On 30/03/2015 11:24 AM, Jim Wright
wrote:
On the last paragraph, I tend to agree with Terry for
the most part, but because some of our colleagues in the EU or
other jurisdictions may have good reasons for wanting their own
law to apply, and far be it from me to tell some non-US based
coder he needs to use my law, I might allow authors to set a
choice of law which is different than a default in NY - perhaps
through the use of an external choice of law selector (a file like
I used in the UPL, a designator in the license text, or some other
mechanism).
Jim, Terry,
I find the position of lawyers on this topic to be curiously
unsupported by the facts on the ground. I understand why, in the
abstract, a choice of law provision is appealing. However, it is
clear from the data that you and your client organizations both use
and distribute vast amounts of code based on licenses which do not
have a choice of law provision.
Let's take a look at the top-10 licenses as ordered by Black
Duck[1]. You will note that the EPL at #10 is the first license to
have any choice of law provision[2]. Given that 91% of all of the
code analyzed by Black Duck is not covered by a choice of law
provision, why is it controversial for the EPL to follow what
appears to be standard and accepted industry practice?
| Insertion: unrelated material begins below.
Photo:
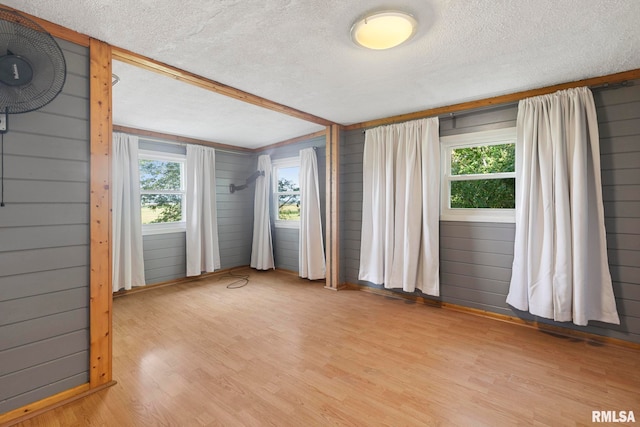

FWIW, in 11 years in this job, I've had many more conversations
about how the choice of law provisions hurts EPL adoption more than
I have about how happy people are that it is there. Granted, happy
people aren't motivated to call.
Rank |
License |
% |
Choice of law |
1 |
GNU General Public License (GPL) 2.0 |
25% |
none |
2 |
MIT License |
19% |
none |
3 |
Apache License 2.0 |
16% |
none |
4 |
GNU General Public License (GPL) 3.0 |
10% |
none |
5 |
BSD License 2.0 (3-clause, New or Revised) License |
7% |
none |
6 |
Artistic License (Perl) |
5% |
none |
7 |
GNU Lesser General Public License (LGPL) 2.1 |
5% |
none |
8 |
GNU Lesser General Public License (LGPL) 3.0 |
2% |
none |
9 |
Microsoft
Public License (MS-PL) |
2% |
none |
10 |
Eclipse Public License (EPL) |
2% |
State of New York |
|
|
|
|
|
Sum of licenses 1 through 9 |
91% |
|
[1]
https://www.blackducksoftware.com/resources/data/top-20-open-source-licenses
[2] Indeed, you have to go the Mozilla licenses at #12 to find a
reference to choice of law. It has an interesting approach where the
defendant in the suit gets the venue and the law.